Steganography is the art of hiding information. Whereas cryptography aims to prevent people understanding information once it has been found, the goal of steganography is to prevent the information from being discovered in the first place. Of course, for any practical covert communication you’re likely to want to combine the two, so that even if the message is discovered it cannot be understood. In this blog post we’ll see how neural networks can be used as a vehicle for covert communication.
Background
In a digital context, the steganographer wants to hide a payload inside another file (or set of files) in such a way that those files appear normal so that the existence of a message is not detected. For example, some PNG images store 3 bytes of RGB data for each pixel in the image (1 byte per colour channel).
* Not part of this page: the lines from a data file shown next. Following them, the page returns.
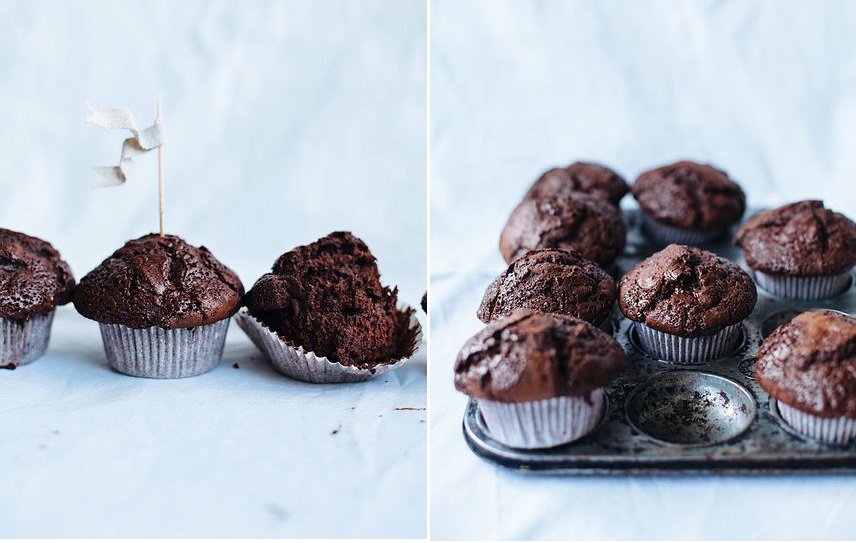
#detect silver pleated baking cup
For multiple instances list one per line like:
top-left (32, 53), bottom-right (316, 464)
top-left (755, 270), bottom-right (851, 300)
top-left (99, 319), bottom-right (229, 379)
top-left (642, 215), bottom-right (724, 245)
top-left (479, 388), bottom-right (604, 449)
top-left (235, 306), bottom-right (422, 383)
top-left (636, 322), bottom-right (740, 364)
top-left (0, 311), bottom-right (54, 368)
top-left (776, 402), bottom-right (856, 445)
But modifying the least significant bit (LSB) of each of these bytes will not have a perceptible impact on how the image looks to a human observer. This gives us one of the classic steganographic techniques: serializing the payload data as a string of bits, and setting each LSB in the image data to the corresponding bit from the payload. To recover the hidden message, you simply read off the LSBs of the image’s RGB data.
This technique takes advantage of a general property of such vehicle files, which is that they have more precision than they need: the image in question could just as well have been stored in a format which used one bit fewer per RGB value. The steganographer repurposes the unused precision to store additional information.
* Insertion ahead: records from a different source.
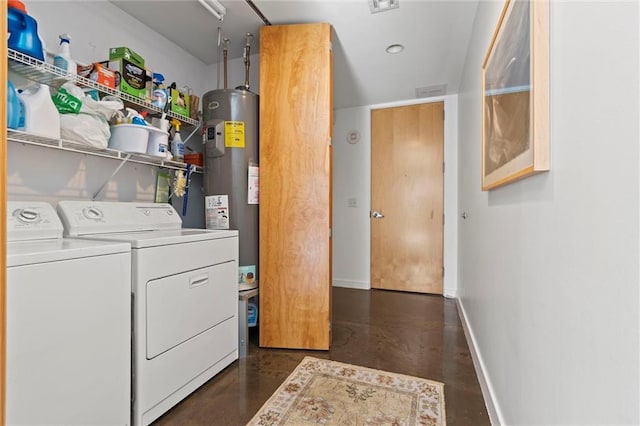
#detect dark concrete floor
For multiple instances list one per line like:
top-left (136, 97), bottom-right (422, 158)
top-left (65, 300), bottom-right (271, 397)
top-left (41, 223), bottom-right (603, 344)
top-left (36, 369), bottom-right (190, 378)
top-left (154, 288), bottom-right (490, 426)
Application to neural networks
This brings us to neural networks as potential vehicles for steganography. Serialized neural networks are often very large files, which means they can potentially hold a lot of covert information without arousing suspicion, assuming they can be modified without affecting performance. The question is: can we use the same LSB technique here, by modifying the values of the network parameters, ie the weights and biases?
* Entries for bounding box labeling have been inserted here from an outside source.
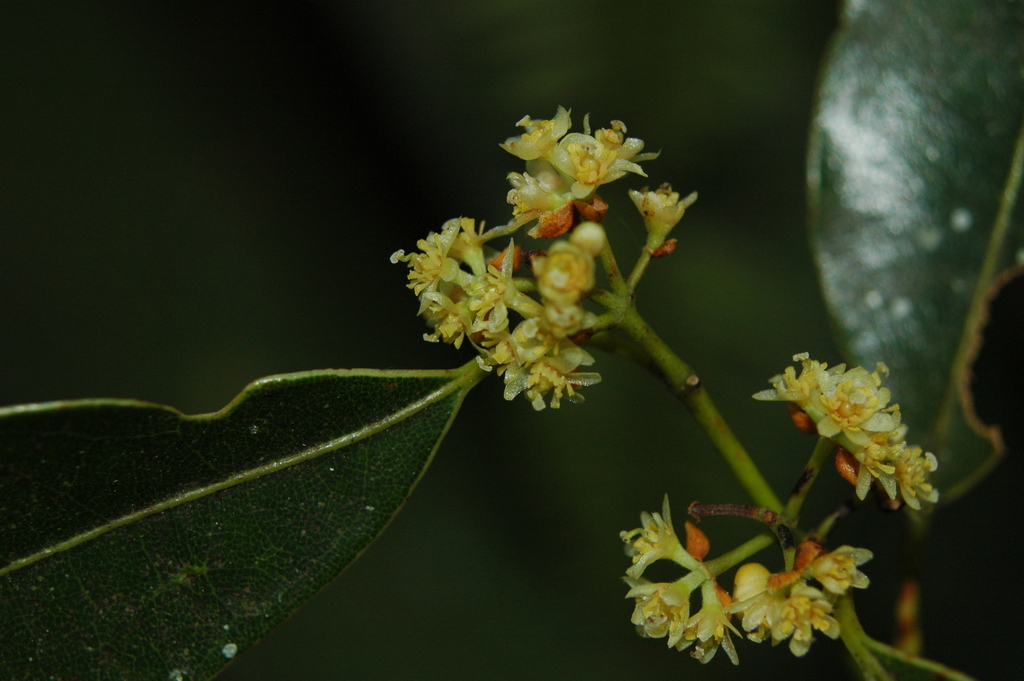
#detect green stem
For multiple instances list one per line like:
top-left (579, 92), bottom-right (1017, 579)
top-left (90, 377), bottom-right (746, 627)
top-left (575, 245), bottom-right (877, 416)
top-left (600, 241), bottom-right (632, 299)
top-left (836, 594), bottom-right (893, 681)
top-left (810, 497), bottom-right (861, 544)
top-left (626, 244), bottom-right (665, 291)
top-left (618, 307), bottom-right (782, 511)
top-left (782, 437), bottom-right (836, 524)
top-left (705, 533), bottom-right (775, 577)
top-left (931, 111), bottom-right (1024, 485)
top-left (894, 511), bottom-right (931, 655)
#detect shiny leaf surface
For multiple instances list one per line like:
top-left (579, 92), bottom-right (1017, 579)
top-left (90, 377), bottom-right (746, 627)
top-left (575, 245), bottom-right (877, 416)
top-left (0, 364), bottom-right (482, 681)
top-left (808, 0), bottom-right (1024, 493)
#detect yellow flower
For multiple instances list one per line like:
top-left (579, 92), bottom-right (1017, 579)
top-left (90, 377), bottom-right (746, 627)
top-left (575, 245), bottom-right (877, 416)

It turns out this works. There’s a proof of concept in my machine learning/infosec repository here. In this example sender.py
trains a simple PyTorch network that can categorize MNIST digits with >95% accuracy, and then adjusts the parameters using the LSB technique to store a secret image file. Then receiver.py
loads this model, compares the performance of the original network with the modified network, and also reconstructs the image from the data stored in the modified network. The performance on the MNIST test set appears to be unaffected. It would be interesting to see whether this result holds for deeper networks (eg some of the widely used pre-trained networks) or the modifications add up to performance degradation when many layers are involved.
The data storage in this demo could probably be made more efficient by setting two LSBs per parameter (or three, or …). And for situations where the LSB really is needed for the original performance level, you always have the option of artificially increasing the precision. For example if the original model works with 32-bit float values, you could just translate the model to 64-bit floats and gain 32 bits of storage per parameter. Of course this would drastically increase the size of the model file, which might be a problem.
Implications
One obvious use case for this would be exfiltration: a tech company employee could upload a neural network somewhere, making the network request look innocent, but actually the parameters encode some company secrets.
Another intriguing possibility is that publicly available pre-trained networks could be used to disseminate a relatively large amount of arbitrary data for subsequent retrieval to a large number of machine learning practitioners’ machines, who may be considered a valuable target group for certain kinds of attack. This probably has very few applications, but could perhaps be useful for an attacker who can’t make arbitrary network requests on the victim’s machine and can only deliver a small payload using other means.